Originally Posted by RogueRivered
I don't really understand the concept of "pot commitment." I guess it means you can't fold if the pot is large, but if you know you're beat, shouldn't you fold anyway?
But if you have odds, how can taking the bet be bad? In the long run, you'll win. You just don't give yourself as many ways to win by calling vs. raising.
I'm not stating this very well, so bear with me.
I prefer being the aggressor in this hand and representing a strong hand from preflop through the turn, even though we're just on a draw. I love the flop raise because it does just that, and would prefer continuing representing a very strong hand. In that sense, it sort of doesn't matter what the odds are, nor what your hand is, because Hero's saying he's perfectly happy to get to a showdown (i.e., Hero's repping AQ, KQ, overpair, etc.) - and you're hoping to take the pot without a showdown.
The other extreme would be to flat preflop and flat the flop and evaluate the odds of hitting the fd on the turn. On a passive table, or in a passive hand, it's fine and correct to evaluate the odds and whether to call based on odds. A strong Villain or two, though, makes this line really difficult to execute effectively more than once or twice, because they'll start making it too expensive to draw on such hands whether they have a hand or not - i.e., once they figure out that specific players or the table generally is drawing a lot, they'll start giving poor odds to call.
My leak I was referring to is when I start getting into that more passive mode - I'll hit a draw or two in passive mode, then I start making marginal calls that scream to anyone paying attention that I'm drawing, and I get exploited badly by smart Villains. I'm trying to force myself into the aggressive mode as much as possible. From a pot odds standpoint, a turn bet doesn't make any sense. From an aggression standpoint, not betting the turn (IMO) doesn't make any sense.
One side note - it's unlikely Villain will pay you off to a river bet once the flush hits if you play a relatively passive line, it's obvious Hero hit his draw.
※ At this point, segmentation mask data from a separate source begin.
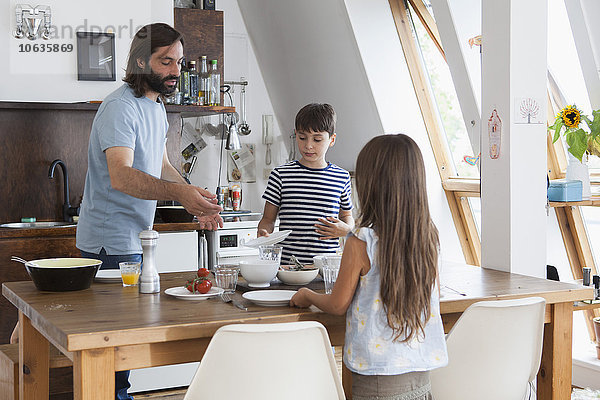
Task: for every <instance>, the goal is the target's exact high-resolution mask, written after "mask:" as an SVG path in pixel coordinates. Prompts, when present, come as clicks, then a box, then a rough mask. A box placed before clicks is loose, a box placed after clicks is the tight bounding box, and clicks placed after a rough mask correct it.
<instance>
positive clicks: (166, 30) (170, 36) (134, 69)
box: [123, 23, 183, 97]
mask: <svg viewBox="0 0 600 400" xmlns="http://www.w3.org/2000/svg"><path fill="white" fill-rule="evenodd" d="M178 40H179V41H180V42H181V45H182V46H183V36H182V35H181V33H179V32H178V31H176V30H175V29H174V28H173V27H171V26H170V25H167V24H163V23H156V24H150V25H146V26H144V27H142V28H141V29H140V30H139V31H138V32H137V33H136V34H135V37H134V38H133V41H132V42H131V48H130V49H129V56H128V58H127V69H126V70H125V78H123V81H125V82H126V83H128V84H129V87H130V88H132V89H133V91H134V93H135V96H136V97H142V96H143V95H144V94H145V93H146V90H147V89H148V87H147V83H146V79H147V77H146V76H145V75H146V74H147V71H144V70H143V69H142V68H140V67H139V66H138V64H137V60H138V59H142V60H144V62H145V63H146V64H148V62H149V61H150V56H151V55H152V54H154V52H156V49H158V48H159V47H165V46H171V45H172V44H173V43H175V42H177V41H178Z"/></svg>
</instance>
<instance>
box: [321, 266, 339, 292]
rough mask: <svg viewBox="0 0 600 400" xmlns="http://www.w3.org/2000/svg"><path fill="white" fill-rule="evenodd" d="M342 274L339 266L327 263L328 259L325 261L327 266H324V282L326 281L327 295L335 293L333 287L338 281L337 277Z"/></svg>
mask: <svg viewBox="0 0 600 400" xmlns="http://www.w3.org/2000/svg"><path fill="white" fill-rule="evenodd" d="M339 272H340V266H339V264H337V265H336V263H332V262H330V263H327V259H325V265H323V281H325V294H331V292H332V291H333V286H334V285H335V281H336V280H337V275H338V273H339Z"/></svg>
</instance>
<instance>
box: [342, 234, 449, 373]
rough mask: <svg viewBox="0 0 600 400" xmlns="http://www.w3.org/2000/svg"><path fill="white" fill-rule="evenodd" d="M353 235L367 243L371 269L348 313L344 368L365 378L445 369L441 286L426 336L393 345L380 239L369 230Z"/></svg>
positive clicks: (354, 297)
mask: <svg viewBox="0 0 600 400" xmlns="http://www.w3.org/2000/svg"><path fill="white" fill-rule="evenodd" d="M353 234H354V235H355V236H356V237H357V238H358V239H360V240H362V241H364V242H366V243H367V254H368V256H369V260H370V262H371V269H370V270H369V272H368V273H367V274H366V275H365V276H361V277H360V280H359V283H358V286H357V288H356V292H355V293H354V298H353V299H352V303H351V304H350V307H349V308H348V311H347V312H346V336H345V345H344V364H346V366H347V367H348V369H350V370H351V371H353V372H356V373H359V374H362V375H398V374H404V373H407V372H414V371H429V370H432V369H435V368H439V367H443V366H445V365H446V364H447V363H448V353H447V351H446V339H445V336H444V327H443V325H442V318H441V315H440V300H439V294H438V288H437V285H435V286H434V287H433V289H432V291H431V316H430V318H429V321H428V322H427V324H426V325H425V335H424V336H423V335H422V334H420V335H419V337H417V338H414V339H412V340H410V341H409V342H400V341H395V342H394V341H392V339H393V331H392V329H391V328H390V327H389V326H388V324H387V316H386V314H385V312H384V308H383V303H382V300H381V296H380V281H381V275H380V272H379V266H378V265H377V259H376V253H377V235H376V234H375V232H374V231H373V230H372V229H369V228H361V229H359V230H354V231H353ZM407 301H410V299H407Z"/></svg>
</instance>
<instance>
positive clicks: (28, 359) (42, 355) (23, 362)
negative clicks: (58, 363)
mask: <svg viewBox="0 0 600 400" xmlns="http://www.w3.org/2000/svg"><path fill="white" fill-rule="evenodd" d="M19 365H20V368H19V399H21V400H25V399H26V400H34V399H40V400H41V399H43V400H47V399H48V397H49V392H50V389H49V382H50V380H49V373H50V344H49V343H48V340H46V338H45V337H44V336H43V335H42V334H41V333H39V332H38V330H37V329H35V328H34V327H33V325H31V320H30V319H29V318H27V317H26V316H25V315H24V314H23V313H22V312H20V311H19Z"/></svg>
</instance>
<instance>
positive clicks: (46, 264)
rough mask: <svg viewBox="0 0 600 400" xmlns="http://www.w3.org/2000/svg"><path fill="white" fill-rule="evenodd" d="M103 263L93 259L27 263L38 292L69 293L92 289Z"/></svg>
mask: <svg viewBox="0 0 600 400" xmlns="http://www.w3.org/2000/svg"><path fill="white" fill-rule="evenodd" d="M101 265H102V261H100V260H95V259H92V258H46V259H39V260H32V261H29V262H26V263H25V268H27V273H28V274H29V276H30V277H31V280H32V281H33V283H34V284H35V287H36V288H37V289H38V290H44V291H49V292H67V291H73V290H83V289H87V288H89V287H90V285H91V284H92V281H93V280H94V276H95V275H96V272H98V269H99V268H100V266H101Z"/></svg>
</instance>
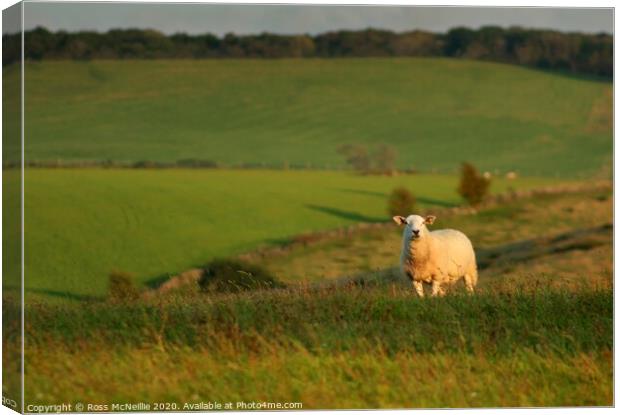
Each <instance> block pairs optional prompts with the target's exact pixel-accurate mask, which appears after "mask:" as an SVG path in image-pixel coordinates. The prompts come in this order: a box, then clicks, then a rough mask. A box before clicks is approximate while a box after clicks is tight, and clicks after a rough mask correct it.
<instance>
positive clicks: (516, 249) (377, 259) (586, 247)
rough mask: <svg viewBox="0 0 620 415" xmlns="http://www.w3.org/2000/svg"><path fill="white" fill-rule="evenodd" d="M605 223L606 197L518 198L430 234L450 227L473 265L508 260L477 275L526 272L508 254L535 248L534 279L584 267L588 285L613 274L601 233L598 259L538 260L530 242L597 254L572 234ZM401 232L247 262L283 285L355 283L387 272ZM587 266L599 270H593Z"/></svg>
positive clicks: (580, 271)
For the aggressive line, though, it's not clear that you were drawing at all - so you're more likely to get paid by a river bet.
For pot commitment - I was thinking if the play had run with a pf raise of $.20, and a flop bet of around $.40, you'd have 1/3 of your stack in before the turn. If I'm willing to put 1/3 of my stack in at the flop, I ought to be willing to put my entire stack in if Villain forces the pace - and I'm looking to make a turn bet of around $.80 to $1, which means I may as well put your whole stack in because there isn't enough left to protect or to make a good river bet. So, if I look at my hand and the playing situation and think I don't want to be playing my stack here, I shouldn't have 1/3 of my stack in before the turn, because that effectively commits me to playing my stack.